The Great Lakes are linked to the world’s ports through a system of channels, locks and dams stretching from Duluth, MN to the Gulf of St. Lawrence -- a 2,340-mile journey. And while it is a vitally important source of jobs and revenue, the shipping industry is also a major source of environmental damage. The erosion of shorelines and wetland habitats are of special note, especially during high water periods.
Point Source Pollution by Caratoes (HK)
Cara's mural conveys the idea that we are all in this environmental fight together and we "share the same aquarium," whether we are visibly connected or not. Point source pollution in the region has been problematic for decades. The majority of people living in Ontario are on the Great Lakes watershed…everything we do as individuals, governments, and industry affects the water and the ecosystems it supports.

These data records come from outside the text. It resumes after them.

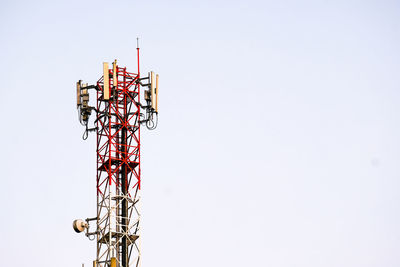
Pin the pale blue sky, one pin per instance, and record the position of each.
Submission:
(278, 143)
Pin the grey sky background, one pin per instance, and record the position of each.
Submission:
(278, 142)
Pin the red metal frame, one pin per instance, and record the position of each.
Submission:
(118, 166)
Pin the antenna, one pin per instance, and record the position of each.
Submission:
(117, 124)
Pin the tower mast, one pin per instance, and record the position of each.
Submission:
(119, 116)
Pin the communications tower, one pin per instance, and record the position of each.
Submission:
(125, 101)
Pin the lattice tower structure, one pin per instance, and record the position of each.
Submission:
(118, 169)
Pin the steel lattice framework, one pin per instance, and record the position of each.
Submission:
(118, 169)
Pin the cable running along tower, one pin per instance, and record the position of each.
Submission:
(120, 111)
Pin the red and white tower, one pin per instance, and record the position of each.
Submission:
(120, 111)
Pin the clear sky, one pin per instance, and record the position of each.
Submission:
(278, 142)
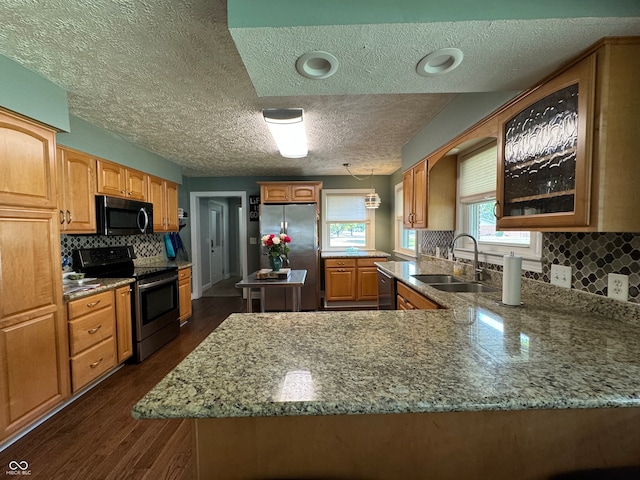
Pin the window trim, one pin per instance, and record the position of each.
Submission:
(491, 253)
(370, 238)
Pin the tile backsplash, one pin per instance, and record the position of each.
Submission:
(143, 245)
(592, 255)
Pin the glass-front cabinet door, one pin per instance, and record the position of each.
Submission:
(544, 152)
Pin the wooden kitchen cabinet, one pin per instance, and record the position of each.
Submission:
(34, 373)
(76, 191)
(367, 278)
(290, 192)
(164, 196)
(339, 279)
(588, 181)
(118, 181)
(92, 344)
(414, 191)
(124, 325)
(409, 299)
(351, 279)
(27, 150)
(184, 292)
(429, 194)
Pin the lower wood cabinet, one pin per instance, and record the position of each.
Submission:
(124, 327)
(409, 299)
(92, 343)
(351, 279)
(184, 293)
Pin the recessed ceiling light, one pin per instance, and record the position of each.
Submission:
(439, 62)
(317, 65)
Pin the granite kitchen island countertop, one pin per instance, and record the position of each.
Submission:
(474, 355)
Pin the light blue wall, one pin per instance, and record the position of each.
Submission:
(33, 96)
(465, 110)
(96, 141)
(282, 13)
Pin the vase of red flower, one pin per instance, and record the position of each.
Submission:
(277, 249)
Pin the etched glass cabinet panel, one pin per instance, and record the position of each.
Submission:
(545, 154)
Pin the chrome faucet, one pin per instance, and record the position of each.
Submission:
(477, 272)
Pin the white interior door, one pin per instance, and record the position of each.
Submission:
(216, 242)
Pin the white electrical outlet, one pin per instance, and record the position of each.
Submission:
(618, 286)
(561, 276)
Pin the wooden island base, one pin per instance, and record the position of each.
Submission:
(530, 444)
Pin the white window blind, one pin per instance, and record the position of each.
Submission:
(346, 208)
(478, 171)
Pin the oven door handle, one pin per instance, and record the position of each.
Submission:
(146, 220)
(145, 286)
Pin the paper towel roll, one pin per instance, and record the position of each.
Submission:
(511, 279)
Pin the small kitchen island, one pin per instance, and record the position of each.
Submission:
(474, 390)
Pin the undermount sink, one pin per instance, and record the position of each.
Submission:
(435, 278)
(464, 287)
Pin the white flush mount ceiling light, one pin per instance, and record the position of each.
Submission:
(287, 128)
(439, 62)
(317, 65)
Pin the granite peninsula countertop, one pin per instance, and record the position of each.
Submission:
(474, 355)
(356, 254)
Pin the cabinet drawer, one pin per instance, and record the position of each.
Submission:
(339, 262)
(90, 329)
(370, 261)
(184, 274)
(92, 363)
(77, 308)
(414, 299)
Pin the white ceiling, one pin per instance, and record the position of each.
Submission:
(169, 77)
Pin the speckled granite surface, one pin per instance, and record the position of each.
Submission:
(110, 283)
(358, 254)
(474, 355)
(105, 284)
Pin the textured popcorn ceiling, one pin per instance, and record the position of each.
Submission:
(167, 76)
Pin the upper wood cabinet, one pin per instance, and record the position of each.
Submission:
(76, 191)
(429, 194)
(567, 148)
(290, 192)
(164, 196)
(27, 156)
(118, 181)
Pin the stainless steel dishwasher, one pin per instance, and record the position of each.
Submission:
(386, 291)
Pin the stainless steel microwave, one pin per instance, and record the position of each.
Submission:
(121, 216)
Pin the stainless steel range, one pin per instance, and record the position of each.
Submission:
(155, 305)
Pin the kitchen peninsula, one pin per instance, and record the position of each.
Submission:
(473, 390)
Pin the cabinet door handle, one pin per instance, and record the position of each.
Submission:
(95, 364)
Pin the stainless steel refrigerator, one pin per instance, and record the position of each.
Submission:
(300, 222)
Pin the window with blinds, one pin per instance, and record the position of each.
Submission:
(478, 171)
(347, 222)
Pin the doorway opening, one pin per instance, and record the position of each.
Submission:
(218, 240)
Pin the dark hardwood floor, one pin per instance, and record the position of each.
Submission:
(95, 437)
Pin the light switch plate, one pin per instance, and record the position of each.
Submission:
(561, 276)
(618, 286)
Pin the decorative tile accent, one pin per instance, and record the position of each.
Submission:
(143, 245)
(592, 255)
(433, 239)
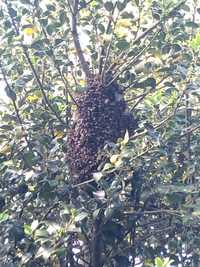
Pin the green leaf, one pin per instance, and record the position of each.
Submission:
(4, 216)
(122, 44)
(158, 262)
(109, 6)
(81, 216)
(97, 176)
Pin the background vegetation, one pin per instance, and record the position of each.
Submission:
(148, 213)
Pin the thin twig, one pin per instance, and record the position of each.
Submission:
(77, 44)
(145, 33)
(15, 107)
(25, 50)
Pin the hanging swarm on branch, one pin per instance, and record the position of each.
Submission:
(101, 117)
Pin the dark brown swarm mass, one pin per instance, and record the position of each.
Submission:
(101, 117)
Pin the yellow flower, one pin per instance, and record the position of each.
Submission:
(30, 30)
(82, 82)
(33, 98)
(124, 23)
(114, 158)
(59, 134)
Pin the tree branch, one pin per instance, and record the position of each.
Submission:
(84, 64)
(25, 50)
(15, 106)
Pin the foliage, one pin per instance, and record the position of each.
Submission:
(145, 206)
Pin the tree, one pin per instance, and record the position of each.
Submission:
(141, 205)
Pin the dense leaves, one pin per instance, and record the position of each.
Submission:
(141, 206)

In recent years, there has been a decrease in point-source pollution that can be attributed to a specific industry, chemical, or company, largely thanks to the government action in the form of bi-national legislation, such as the Great Lakes Water Quality Agreement (GLWQA).
However, we still face threats from PBDEs (flame-retardant chemicals), increasing mercury levels in harbours, re-suspension of contaminated sediments due to runoff and atmospheric deposition, and on. It's a cycles, what goes down the drain, resurfaces.
invasive vs disappearing species by Olivier Bonnard (MTL)
Olivier's mural combines two topics, invasive species vs. disappearing native species. The mural depicts figurative monster creatures living on the top of the Great Lakes, threatening the native species living in the bottom. A juxtaposition of invasive plant forms and seaweed living in this unique oneiric world, half realistic and half terrifying, which represents the possession and submission from one animal to another and the risks of Ontario’s native species. He hopes to inspire global awareness of this largely under-addresses issue.
Great Lakes Wetlands by Jon Todd (TO)
Jon Todd's mural depicts a large scale Cormorant bird composed of plants, birds and animals found in the Great Lakes Wetlands. "This ecosystem provides a crucial habitat for the many fish and animal species of the Great Lakes and is in danger of being destroyed due to controlled flooding and draining."